Instructor-led 3-days
Course Description
This 3-day Data Science course introduces professionals and aspiring analysts to the essential tools and techniques used in modern data workflows. Participants will learn the complete data science process, from data collection and cleaning to exploration, modeling, and communication. Using Python, Jupyter notebooks, and visualization tools like Tableau, attendees will gain hands-on experience working with real-world datasets.
Key Takeaways
- Gain insight into the data science lifecycle and how to solve data-driven problems
- Work directly with Python and leading data science libraries
- Learn techniques for data wrangling, transformation, and preparation
- Create compelling visualizations using Tableau, Matplotlib, and Seaborn
- Build and evaluate basic machine learning models
- Communicate results with clear visual output and structured reports
Prerequisites
- Basic knowledge of statistics and mathematics
- Prior exposure to programming concepts, preferably in Python
- General interest in data analysis and practical problem solving
Module 1: Foundations of Data Science and Python
- Introduction to Data Science: Lifecycle and Applications
- Setting Up the Environment: Jupyter, Anaconda, IDEs
- Python Essentials: Data types, loops, functions, and control flow
- Working with Data: NumPy and Pandas fundamentals
- Loading and Cleaning Datasets
- Hands-On Lab: Read, inspect, and clean real-world datasets
Module 2: Exploratory Data Analysis and Visualization with Tableau and Python
- Introduction to Exploratory Data Analysis (EDA)

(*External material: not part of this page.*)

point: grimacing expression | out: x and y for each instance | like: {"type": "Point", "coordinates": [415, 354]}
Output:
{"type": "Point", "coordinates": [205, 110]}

- Summary Statistics and Pattern Detection
- Data Visualization with Tableau, Matplotlib, and Seaborn
- Identifying Correlations, Outliers, and Distributions
- Data Transformation Techniques
- Hands-On Lab: Perform EDA and create visualizations using Tableau and Python
Module 3: Introduction to Machine Learning
- Overview of Supervised and Unsupervised Learning
- Machine Learning Workflow: Training, Testing, Evaluating
- Building Models with Scikit-learn (e.g., Linear Regression, Decision Trees, KNN)
- Evaluation Metrics: Accuracy, Precision, Recall, F1 Score
- Overfitting and Cross-validation Techniques